If you have every pretended to use your mobile phone in order to avoid interacting with the people around you, it turns out that you’re not alone.

Respondents to a new survey revealed the many ways that they use their cell phones. And 13 percent of those respondents admitted that they recently pretended to use these devices as a way to avoid unwanted conversations.

The survey, conducted by Pew Research Center’s Internet & American Life Project, found that 83 percent of American adults have a mobile phone and have recently (within 30 days of their interview) used them in a variety of ways.

Among the findings:

-- 51 percent of adult cell phone owners have used their phone for quick information retrieval.

-- 40 percent of cell owners said they found themselves in an emergency situation in which having their phone with them helped.
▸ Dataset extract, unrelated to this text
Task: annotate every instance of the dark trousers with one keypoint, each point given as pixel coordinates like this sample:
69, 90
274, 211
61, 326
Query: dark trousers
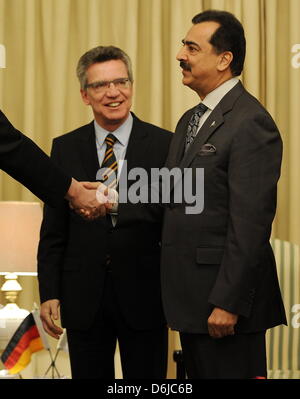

-- 42 percent of cell owners used their phone for entertainment when they were bored.

-- 29 percent of cell owners turned their phone off for a period of time just to get a break from using it.

-- 20 percent of cell owners experienced frustration because their phone was taking too long to download something.

-- 73 percent use their phones for text messaging and picture taking.

-- 54 percent use their phone to send photos or videos to others.

--The use of a cell phone to send a photo or video to someone rose from 36 percent of cell owners in May 2010 to 54 percent in May 2011. During that same period, those using their phone to access the internet rose from 38 percent to 44 percent.

Pew Research Center reported that 94 percent of young adults (those between the ages of 18 and 29) own cell phones, and 35 percent of American adults own a smartphone.